China releases ‘Little Red Book’ propaganda app promoting President Xi’s ideology among pupils and demands they read it regularly to be ‘awoken’
- Beijing is using mobile software to spread the ‘Xi cult’ among schoolchildren
- Pupils must read articles praising their top leader and discuss their thoughts
- Schools must organise reading sessions to ensure all children are ‘awoken’
- Comes after a similar software for adults became the most popular app in China
China is using a new propaganda app to promote President Xi Jinping’s ideology among schoolchildren.
Pupils as young as six must read articles praising their leader regularly on the app and discuss how they benefit from them with each other.
The news comes after a similar app, which is aimed at adults and billed as President Xi’s digital ‘Little Red Book’, became the most downloaded smartphone software in the country and started a ‘Xi cult’.
Pupils across China must now use a new propaganda app to study their President Xi Jinping’s ideology. Children are pictured saluting the national flag at a remote village school in Sichuan
The Communist app (screen shots above) was released as part of a year-long, nation-wide campaign to urge pupils across China to read patriotic articles. With the theme ‘study new thoughts, be good successors’, the campaign was launched by the Ministry of Education
The latest Communist app, called ‘Shao Nian’ (少年) or ‘Juveniles’, was released as part of a year-long, nation-wide educational campaign to urge pupils across China to read patriotic articles.

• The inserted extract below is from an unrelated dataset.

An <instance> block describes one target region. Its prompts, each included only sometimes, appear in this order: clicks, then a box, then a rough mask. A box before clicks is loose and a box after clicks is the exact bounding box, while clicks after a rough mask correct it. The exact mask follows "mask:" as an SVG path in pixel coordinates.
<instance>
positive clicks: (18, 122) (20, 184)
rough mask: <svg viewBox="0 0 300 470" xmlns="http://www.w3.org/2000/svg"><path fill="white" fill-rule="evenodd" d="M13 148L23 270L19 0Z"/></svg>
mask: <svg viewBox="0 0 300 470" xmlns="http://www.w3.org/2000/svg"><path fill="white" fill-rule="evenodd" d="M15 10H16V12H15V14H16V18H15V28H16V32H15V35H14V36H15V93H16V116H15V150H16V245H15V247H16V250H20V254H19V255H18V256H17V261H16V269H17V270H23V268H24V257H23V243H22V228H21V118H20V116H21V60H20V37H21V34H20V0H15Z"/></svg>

It has been dubbed the junior version of President Xi’s digital ‘Little Red Book’ by media.
With the theme ‘study new thoughts, be good successors’, the campaign was launched by the country’s Ministry of Education in January and will last until December.
The Ministry says in a statement that the campaign can ‘firmly establish the idea and belief of following the party forever among schoolchildren’ and inspire them to shoulder the responsibility of being ‘qualified builders and reliable successors to Socialism’.
The news comes after a similar app, which is aimed at adults and billed as President Xi’s digital ‘Little Red Book’, became the most downloaded smartphone software in the country and started a ‘Xi cult’. The Chinese President is pictured in France on March 26 during a state visit
A website (above) has also been rolled out to match the content of the smartphone app
The app, together with a corresponding website, was rolled out by Chinese state-run newspaper People’s Daily in February.
It will contain 30 articles for pupils from the first to the third grade, 45 articles for pupils from the fourth to the sixth grade, 60 articles for pupils in middle school, and 60 article for those in high school, according to the Ministry.
Articles for primary school students will be updated at least once a week while teenagers will be able to read up to three new articles a week.
Schools are ordered to treat the reading of the app as part of their ethical education curriculum to ensure the children are ‘awoken’ by the study sessions, says the authority.
Earlier this year, a Communist software called ‘Xuexi Qiangguo’ or ‘Study (Xi) Strong Country’ became the most used app in China, beating hugely popular rivals such as messaging app WeChat and video app Douyin.
Its name is a witty wordplay as President Xi’s family name can also mean ‘study’ in Chinese.
China’s ruling Communist Party, which has approximately 90 million members, has reportedly required all of its members to download the ‘Xuexi Qiangguo’ app and use it on a daily basis
The app topped the download chart for free apps for both iOS and Android systems after being released by China’s central propaganda department on January 1.
It is reported that China’s ruling Communist Party, which has approximately 90 million members, has required all of its members to download the app and use it on a daily basis.
Apparently, many private companies also require their employees to study it every day. Workers must submit daily screenshots to document their progress or face having their wages deducted, according to New York Times.
The Communist app has been billed as the modern-day equivalent to the ‘Little Red Book’, a pocket-sized booklet with Chairman Mao’s philosophy and a must-have item for Chinese people in the 1960s and 1970s.
The ‘Xuexi’ app has been billed as the modern-day equivalent to the ‘Little Red Book’ (right), a booklet with Chairman Mao’s (left) philosophy and a must-have item in China in the 1970s
It is estimated that more than one billion copies of Chairman Mao’s ‘Little Red Book’ were circulated during China’s Cultural Revolution, making it the second-most printed book in the world after the Bible.
Xi Jinping has been widely considered as China’s most powerful leader since the nation’s founding father Chairman Mao who ruled from 1949 to 1976.
Xi could potentially rule China for life after Chinese lawmakers in March last year abolished presidential term limits that had been in place for more than 35 years.
His ideology, formally known as Xi Jinping Thought, was also incorporated into China’s Constitution to further solidify his power.
Last year, Xi was named by Forbes as the most powerful person on Earth, ending Putin’s four-year reign at the top and pushing Trump down to the third.